Berto's mother was waiting in the lobby when they arrived. She was a small, grey-haired woman named Luzviminda who had survived the collapse of two previous settlements before reaching Building A, and when she saw the stretcher with Gina on it and no sign of her son, she didn't scream. She just sat down on the floor and put her hands in her lap and stared at the wall.
Jae-Min stood in the lobby and looked at the people around him — the survivors, the wounded, the grieving — and felt the familiar weight settle onto his shoulders. Not the weight of the dead. He could carry the dead. The weight that crushed him was the weight of the living: the expectation, the dependence, the fragile, terrible faith of people who believed that if they just followed the right leader and made the right choices and stayed inside the right walls, the world would stop trying to kill them.
It wouldn't. It never would.
INNER MONOLOGUE — JI-YOO
Two people dead. One more who might not survive the night if infection sets in. A mother who will never see her son again. A husband who watched his wife's legs get crushed and couldn't do anything to stop it. This is what the world looks like when you pull back the curtain on survival. Not heroic last stands or dramatic sacrifices or the clean, satisfying victories of action movies. Just rubble and blood and the quiet, devastating mathematics of loss. Jae-Min planned everything. He prepared for everything. He built walls and set traps and controlled information and outmaneuvered an enemy that should have destroyed us. And none of it mattered. None of it stopped a building from falling on three people who were just trying to find canned beans. That's the part nobody talks about when they talk about strength. The part where being strong doesn't make you invincible. It just makes the losses hurt more because you know — you know — that you should have been able to prevent them. I don't know how he carries it. I don't know how he wakes up every morning and keeps going. But I know why I stay beside him. Because if he's carrying all of this alone, then I'm failing the one person in this world who has never failed me. Even when he was wrong.
They buried Lito in the frozen ground behind Building A at sunset. Jae-Min said a few words — not a eulogy, because Jae-Min didn't do eulogies, but a simple acknowledgment that Lito had been a member of their community and that his death would not be forgotten. Gina lay in the medical bay, drifting in and out of consciousness, her legs wrapped in bandages that needed changing every four hours.
Berto was still under the rubble. They would go back for him in the morning.

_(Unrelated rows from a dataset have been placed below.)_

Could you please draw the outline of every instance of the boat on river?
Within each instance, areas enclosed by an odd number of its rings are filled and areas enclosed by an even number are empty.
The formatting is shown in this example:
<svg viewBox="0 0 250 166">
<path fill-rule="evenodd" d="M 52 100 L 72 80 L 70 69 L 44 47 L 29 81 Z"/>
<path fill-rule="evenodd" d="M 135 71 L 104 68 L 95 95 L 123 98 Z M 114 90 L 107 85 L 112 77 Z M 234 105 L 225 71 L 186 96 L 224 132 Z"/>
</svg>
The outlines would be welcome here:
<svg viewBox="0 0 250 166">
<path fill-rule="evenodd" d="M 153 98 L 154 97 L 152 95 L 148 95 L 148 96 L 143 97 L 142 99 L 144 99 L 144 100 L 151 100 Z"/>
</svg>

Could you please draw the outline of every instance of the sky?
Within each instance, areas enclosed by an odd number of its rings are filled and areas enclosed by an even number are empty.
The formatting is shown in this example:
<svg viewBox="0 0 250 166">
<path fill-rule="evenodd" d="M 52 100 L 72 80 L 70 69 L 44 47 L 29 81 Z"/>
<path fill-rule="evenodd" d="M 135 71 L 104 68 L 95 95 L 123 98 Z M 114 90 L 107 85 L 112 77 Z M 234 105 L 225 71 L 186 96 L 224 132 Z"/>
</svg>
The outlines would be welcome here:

Ji-Yoo found Jae-Min on the rooftop after the burial, standing at the edge with his hands in his pockets and his eyes fixed on the northern horizon where the collapsed supermarket jutted out of the snow like a broken tooth.
She stood beside him. She didn't speak. She didn't reach for his hand or put her arm around him or do any of the things that people in movies did when someone they loved was grieving. She just stood there, shoulder to shoulder, two halves of the same whole, and let the silence do the work that words couldn't.
After a long time, Jae-Min said: "I need to go back out there tomorrow. The secondary cache that Vargas told us about — it's in the northern district, near the old industrial rail yard. If we can reach it before someone else does, we'll have enough supplies to last another month."
"Then we go."
"We could lose more people."
"We could lose people staying here."
He looked at her. She looked back.
"Okay," he said.
And the quiet held, for one more night, against the weight of everything that was coming.